HPD recently laid out the details of a crime group it said was responsible for a multitude of crimes during this year, including the murders of an off-duty New Orleans detective and his friend at Grotto restaurant back in August. Three men have been arrested in this case that investigators believe was part of a robbery attempt.

In a breakdown of the people they identified, police said 24 people were among two interdependent crews that worked day and night shifts. Among the 24, 14 of them are in jail for state charges; four are behind bars on federal charges; and two have been charged but are still on the run.

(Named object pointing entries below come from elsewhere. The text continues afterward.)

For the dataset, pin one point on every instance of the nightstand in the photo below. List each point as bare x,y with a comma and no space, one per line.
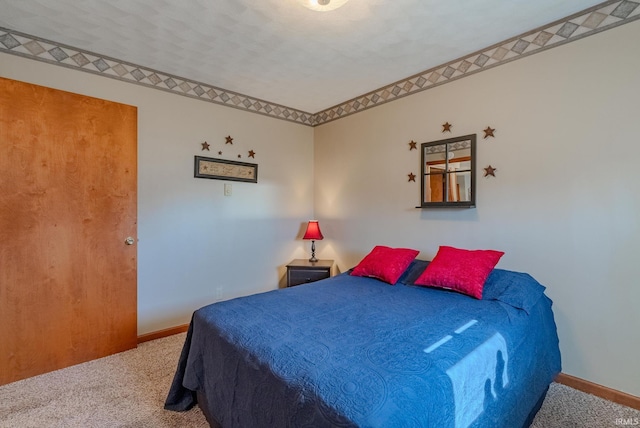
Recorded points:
301,271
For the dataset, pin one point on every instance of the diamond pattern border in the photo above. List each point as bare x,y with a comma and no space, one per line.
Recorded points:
43,50
599,18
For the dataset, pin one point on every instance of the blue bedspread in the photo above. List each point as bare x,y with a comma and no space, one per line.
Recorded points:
351,351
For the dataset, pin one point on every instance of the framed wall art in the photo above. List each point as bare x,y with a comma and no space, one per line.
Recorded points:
223,169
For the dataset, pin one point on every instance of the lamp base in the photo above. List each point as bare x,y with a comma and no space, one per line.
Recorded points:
313,252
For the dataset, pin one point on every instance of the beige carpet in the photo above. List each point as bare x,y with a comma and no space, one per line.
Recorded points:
129,389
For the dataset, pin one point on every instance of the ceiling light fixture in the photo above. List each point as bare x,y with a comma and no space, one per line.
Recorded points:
323,5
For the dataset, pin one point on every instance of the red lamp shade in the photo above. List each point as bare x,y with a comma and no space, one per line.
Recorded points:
313,231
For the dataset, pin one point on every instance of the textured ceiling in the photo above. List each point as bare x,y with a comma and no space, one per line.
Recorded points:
278,50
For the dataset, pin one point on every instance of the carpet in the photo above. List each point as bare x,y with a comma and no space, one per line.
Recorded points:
128,390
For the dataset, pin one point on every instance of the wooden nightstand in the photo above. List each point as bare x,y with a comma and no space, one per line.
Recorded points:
301,271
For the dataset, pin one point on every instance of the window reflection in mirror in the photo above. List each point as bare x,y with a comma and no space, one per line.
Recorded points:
448,170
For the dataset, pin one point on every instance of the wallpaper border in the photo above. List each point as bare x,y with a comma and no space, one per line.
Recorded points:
601,17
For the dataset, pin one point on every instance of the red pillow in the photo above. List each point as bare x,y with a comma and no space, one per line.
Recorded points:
464,271
386,264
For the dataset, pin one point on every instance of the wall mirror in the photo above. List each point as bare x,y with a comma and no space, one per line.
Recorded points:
448,173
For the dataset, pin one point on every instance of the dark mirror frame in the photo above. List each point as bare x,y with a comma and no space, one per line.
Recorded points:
471,203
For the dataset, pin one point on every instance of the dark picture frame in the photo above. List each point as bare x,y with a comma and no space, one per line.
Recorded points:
223,169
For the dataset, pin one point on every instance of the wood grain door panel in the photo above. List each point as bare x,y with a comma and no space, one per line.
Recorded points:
68,200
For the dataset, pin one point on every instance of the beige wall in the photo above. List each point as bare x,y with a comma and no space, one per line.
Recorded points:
563,205
196,245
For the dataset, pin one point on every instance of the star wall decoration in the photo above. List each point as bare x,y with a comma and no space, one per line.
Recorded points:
489,132
490,171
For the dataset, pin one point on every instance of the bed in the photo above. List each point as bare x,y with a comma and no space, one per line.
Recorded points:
356,351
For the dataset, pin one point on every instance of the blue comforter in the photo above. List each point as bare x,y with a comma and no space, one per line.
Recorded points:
352,351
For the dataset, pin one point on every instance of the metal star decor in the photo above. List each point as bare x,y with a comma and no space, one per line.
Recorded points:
489,132
490,171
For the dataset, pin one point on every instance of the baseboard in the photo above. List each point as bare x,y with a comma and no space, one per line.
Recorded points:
599,391
163,333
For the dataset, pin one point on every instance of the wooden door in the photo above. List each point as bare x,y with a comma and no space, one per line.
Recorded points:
68,183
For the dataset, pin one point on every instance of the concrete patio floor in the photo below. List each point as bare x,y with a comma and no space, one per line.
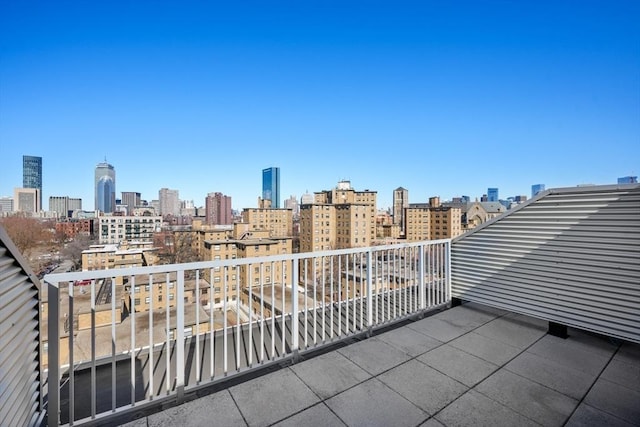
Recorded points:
469,365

The two wanted men were identified as Jeremi Haynes, who is charged with capital murder, and Jontrail Myles, who is charged with conspiracy to commit aggravated robbery.

Police noted that seven of the people accused of crimes as part of the group were out on bond when the crimes took place.

Even still, HPD said the investigation is far from over and more people could be arrested for incidents dating all the way back to early 2020.

The HPD event involved Mayor Sylvester Turner, Chief Troy Finner and ATF Houston, which explained that a significant part of the investigation fell under the joint Houston Crime Gun Strike Force.

According to police, the group is tied to a robbery at CashAmerica pawn shop that led to 24 firearms being stolen.

In all, authorities say the group is responsible for taking hundreds of thousands of dollars in property, including at least one $100,000 watch, as well as the deaths of multiple victims.

Chief Troy Finner gave assurances that the gradual release of information in these crimes was to ensure the integrity of the investigation.

“Sometimes, we have to withhold information when you have investigations going on,” Finner explained. “I’ll never stand before you and say, ‘(I’ll) withhold information for no reason at all.’ I do not want to jeopardize a case, especially with some very dangerous individuals.”